Né en 2000 sous l'impulsion du magazine Les Inrockuptibles, le festival éponyme s'est construit comme une extension naturelle de la ligne éditoriale de la publication : défendre la scène indépendante internationale, repérer les artistes émergents et proposer une programmation transversale mêlant rock, pop, électro et indie. Ancré principalement à Paris, il investit également plusieurs villes françaises, affirmant une vocation nationale sans renoncer à son identité parisienne.
Le format retenu est celui des soirées en salle, à rebours des grands rassemblements en plein air. Chaque soir, plusieurs salles de la capitale accueillent simultanément des concerts thématiques, créant une circulation entre les lieux et une multiplicité d'expériences au sein d'une même édition. Ce dispositif urbain confère au festival une atmosphère particulière, plus proche du circuit des clubs et des salles de concert que des grands sites de plein air. Le public, fidèle à l'univers du magazine, est généralement averti, curieux des nouvelles signatures et attentif aux propositions moins grand public.

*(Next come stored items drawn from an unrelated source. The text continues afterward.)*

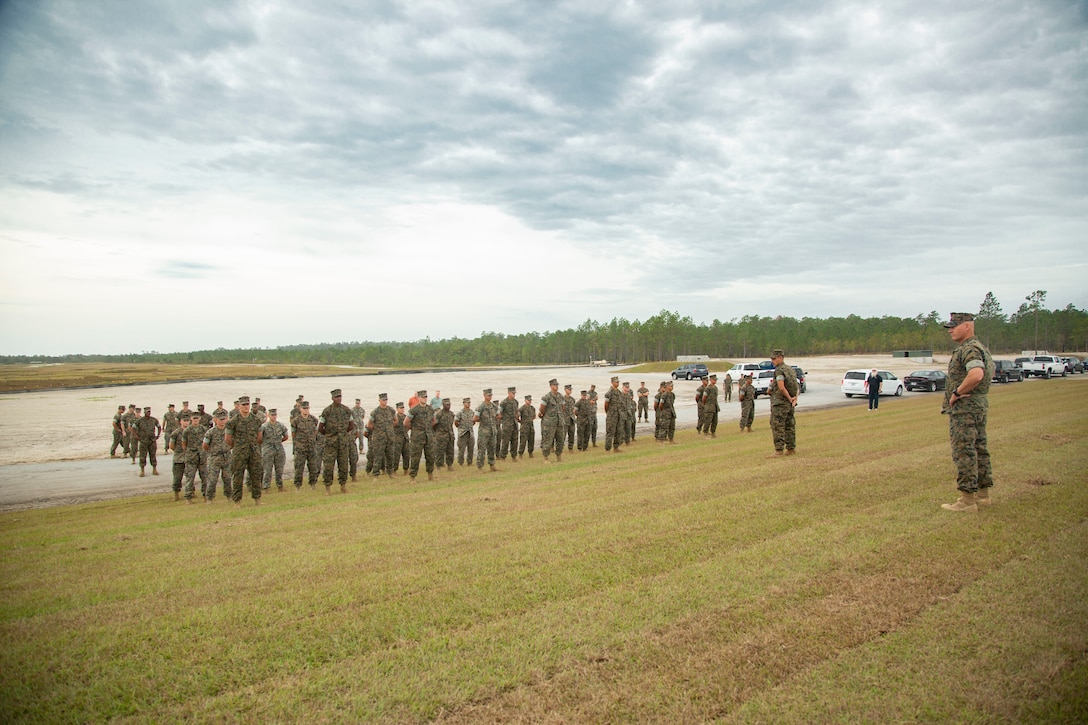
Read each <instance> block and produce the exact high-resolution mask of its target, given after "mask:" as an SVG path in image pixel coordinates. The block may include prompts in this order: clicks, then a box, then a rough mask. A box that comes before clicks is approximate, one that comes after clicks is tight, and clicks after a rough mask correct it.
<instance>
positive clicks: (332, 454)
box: [318, 403, 353, 488]
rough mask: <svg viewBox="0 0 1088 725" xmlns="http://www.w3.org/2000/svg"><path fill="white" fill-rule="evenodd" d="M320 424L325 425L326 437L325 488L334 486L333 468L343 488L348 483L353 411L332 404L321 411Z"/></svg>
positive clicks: (325, 448) (323, 475)
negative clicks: (348, 472)
mask: <svg viewBox="0 0 1088 725" xmlns="http://www.w3.org/2000/svg"><path fill="white" fill-rule="evenodd" d="M318 422H319V423H324V427H325V431H324V433H322V434H323V435H324V437H325V445H324V451H323V454H324V457H323V460H322V464H321V470H322V474H323V476H324V481H325V487H326V488H327V487H330V486H332V484H333V467H334V466H335V467H336V479H337V481H338V482H339V484H341V486H343V484H345V483H347V476H348V463H349V456H348V453H347V448H348V445H350V444H351V431H350V430H348V429H349V428H350V427H351V425H353V423H351V409H350V408H348V407H347V406H346V405H343V404H342V403H331V404H330V405H329V406H327V407H325V409H324V410H322V411H321V417H320V418H319V419H318Z"/></svg>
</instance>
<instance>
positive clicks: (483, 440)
mask: <svg viewBox="0 0 1088 725" xmlns="http://www.w3.org/2000/svg"><path fill="white" fill-rule="evenodd" d="M497 414H498V406H497V405H495V403H494V402H493V401H492V402H487V401H484V402H483V403H481V404H480V405H478V406H477V410H475V417H477V418H479V423H480V428H478V429H477V468H483V459H484V457H486V458H487V465H489V466H492V467H494V466H495V444H496V442H497V441H496V440H495V437H496V435H497V433H498V430H497V428H496V423H497V419H496V417H495V416H496V415H497Z"/></svg>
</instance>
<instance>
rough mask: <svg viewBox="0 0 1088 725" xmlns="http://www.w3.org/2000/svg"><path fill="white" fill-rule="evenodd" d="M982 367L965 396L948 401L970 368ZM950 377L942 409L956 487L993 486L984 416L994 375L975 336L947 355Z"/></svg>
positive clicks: (991, 359)
mask: <svg viewBox="0 0 1088 725" xmlns="http://www.w3.org/2000/svg"><path fill="white" fill-rule="evenodd" d="M978 367H981V368H984V372H982V380H981V381H980V382H979V383H978V385H977V386H976V388H975V389H974V390H973V391H970V394H969V395H968V396H967V397H961V398H956V402H955V403H954V404H950V402H949V401H950V400H951V397H952V391H954V390H957V389H959V388H960V384H961V383H962V382H963V381H964V379H965V378H966V377H967V371H968V370H970V369H972V368H978ZM948 374H949V379H948V384H947V385H945V386H944V404H943V406H942V408H941V413H944V414H947V415H948V417H949V440H950V441H951V443H952V462H953V463H954V464H955V470H956V475H955V480H956V488H957V489H959V490H961V491H963V492H964V493H976V492H978V490H979V489H989V488H991V487H992V486H993V470H992V468H991V467H990V451H989V448H988V446H987V443H988V442H987V438H986V418H987V414H988V413H989V408H990V403H989V400H988V395H987V394H988V393H989V392H990V381H991V379H992V378H993V358H992V357H990V351H988V349H986V346H985V345H982V343H981V341H979V339H978V337H976V336H974V335H973V336H970V337H968V339H967V340H964V341H963V343H961V344H960V346H959V347H957V348H956V349H955V352H954V353H952V357H951V358H950V359H949V373H948Z"/></svg>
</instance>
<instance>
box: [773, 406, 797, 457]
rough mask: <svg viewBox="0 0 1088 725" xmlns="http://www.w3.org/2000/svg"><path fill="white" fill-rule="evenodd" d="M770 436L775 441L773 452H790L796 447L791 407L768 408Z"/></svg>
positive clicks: (779, 406) (774, 406)
mask: <svg viewBox="0 0 1088 725" xmlns="http://www.w3.org/2000/svg"><path fill="white" fill-rule="evenodd" d="M770 434H771V437H772V438H774V439H775V450H776V451H781V450H782V448H786V450H787V451H792V450H793V448H795V447H796V446H798V431H796V428H795V426H794V419H793V406H792V405H790V404H787V405H771V406H770Z"/></svg>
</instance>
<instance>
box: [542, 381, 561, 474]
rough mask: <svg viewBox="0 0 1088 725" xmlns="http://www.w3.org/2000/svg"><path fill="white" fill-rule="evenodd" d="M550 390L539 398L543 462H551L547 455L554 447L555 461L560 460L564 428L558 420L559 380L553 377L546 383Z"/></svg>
mask: <svg viewBox="0 0 1088 725" xmlns="http://www.w3.org/2000/svg"><path fill="white" fill-rule="evenodd" d="M547 384H548V385H549V386H551V388H552V390H551V391H548V392H547V393H545V394H544V397H542V398H541V408H540V414H539V415H540V418H541V452H542V453H543V454H544V463H551V462H549V460H548V455H551V454H552V450H553V448H555V459H556V462H559V460H562V441H564V439H562V437H564V434H565V433H566V430H565V429H564V428H562V425H561V423H560V421H559V418H560V417H561V415H562V408H564V405H562V395H560V394H559V381H558V380H556V379H555V378H553V379H552V380H549V381H548V383H547Z"/></svg>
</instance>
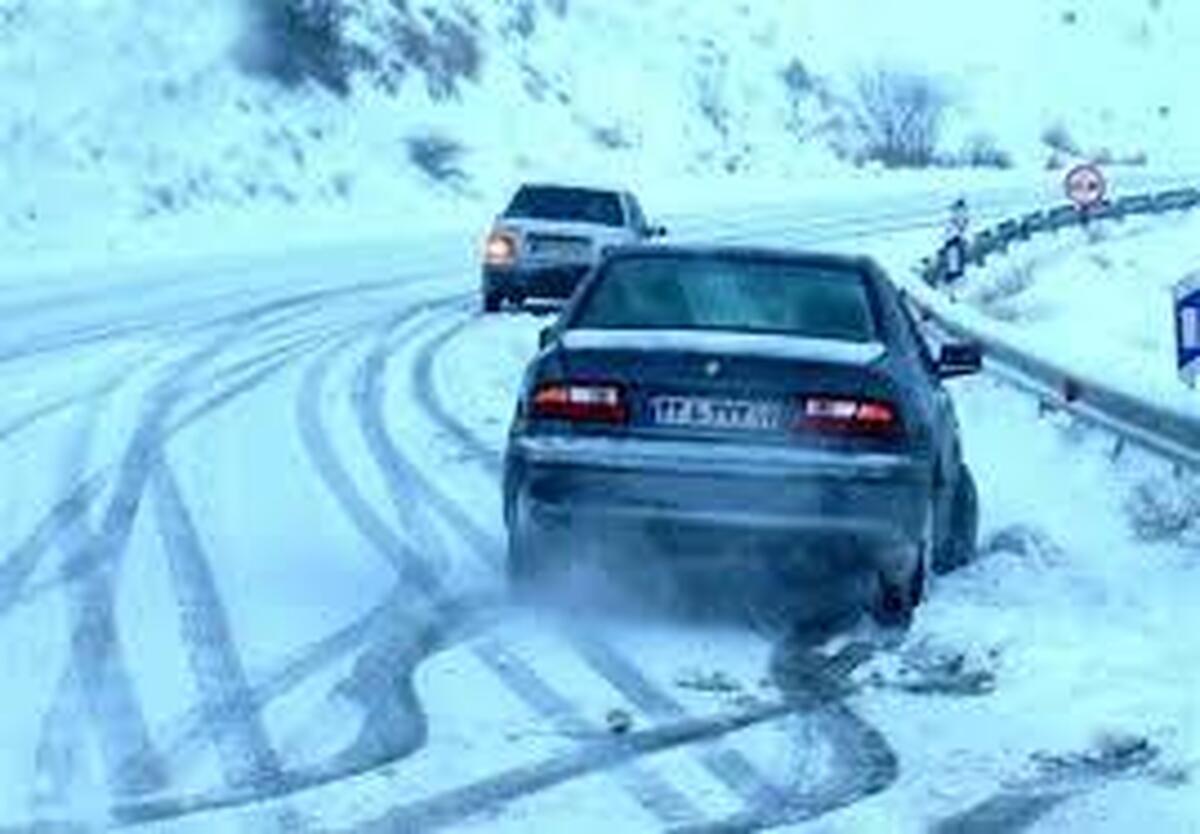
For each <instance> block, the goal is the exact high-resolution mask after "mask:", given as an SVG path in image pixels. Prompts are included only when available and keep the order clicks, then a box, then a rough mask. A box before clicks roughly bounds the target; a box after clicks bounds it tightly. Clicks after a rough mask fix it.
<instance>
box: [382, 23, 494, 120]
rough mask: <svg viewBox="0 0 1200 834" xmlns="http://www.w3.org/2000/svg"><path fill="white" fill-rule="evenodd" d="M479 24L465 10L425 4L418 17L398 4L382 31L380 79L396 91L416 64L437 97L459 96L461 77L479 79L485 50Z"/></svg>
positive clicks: (433, 96)
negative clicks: (427, 4)
mask: <svg viewBox="0 0 1200 834" xmlns="http://www.w3.org/2000/svg"><path fill="white" fill-rule="evenodd" d="M478 28H479V23H478V20H475V19H474V18H473V17H470V16H469V14H468V13H467V12H464V11H462V10H458V11H457V12H456V13H455V12H451V13H448V12H440V11H438V10H434V8H426V10H424V14H420V16H418V14H415V13H414V12H413V11H412V10H410V8H409V7H408V6H407V5H406V4H398V5H397V6H396V13H395V14H392V16H391V17H389V18H388V19H386V22H385V23H384V24H383V25H382V26H380V31H379V32H378V34H379V35H380V37H382V44H380V47H379V50H378V52H379V58H377V59H376V67H374V68H376V70H377V78H378V82H379V84H380V85H382V86H384V88H385V89H388V90H392V91H395V90H397V89H398V88H400V85H401V84H402V82H403V79H404V77H406V74H407V73H408V71H409V68H413V70H416V71H418V72H420V73H422V74H424V76H425V84H426V89H427V90H428V94H430V97H431V98H433V100H434V101H442V100H445V98H452V97H457V96H458V86H460V83H461V82H462V80H470V82H475V80H479V73H480V70H481V67H482V64H484V53H482V49H481V47H480V44H479V36H478Z"/></svg>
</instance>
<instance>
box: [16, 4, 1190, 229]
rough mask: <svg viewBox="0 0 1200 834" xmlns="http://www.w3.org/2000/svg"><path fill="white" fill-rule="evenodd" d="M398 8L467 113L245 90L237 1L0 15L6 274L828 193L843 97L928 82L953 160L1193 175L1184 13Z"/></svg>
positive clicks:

La programmation constitue le cœur du projet. Chaque édition met en avant des artistes en développement aux côtés de noms plus établis de la scène indépendante mondiale, avec une attention portée aux courants musicaux contemporains. La structure en soirées thématiques par salle permet une cohérence artistique à l'intérieur de chaque proposition, tout en offrant au festivalier la possibilité de composer son propre parcours selon ses affinités. Avec une capacité totale de l'ordre de 55 000 festivaliers sur l'ensemble de l'édition, le festival atteint une taille significative sans sacrifier la proximité propre aux formats en salle.
L'accès au festival se fait par l'achat de billets à la soirée ou à la salle, avec des tarifs situés entre 30 et 40 euros, ce qui le positionne dans une gamme accessible au regard des standards parisiens. La multiplicité des salles implique des déplacements en transports en commun entre les lieux, Paris disposant d'un réseau dense facilitant ces circulations. Aucun hébergement dédié n'est proposé, la manifestation s'appuyant sur l'offre hôtelière et locative de la capitale et des villes partenaires.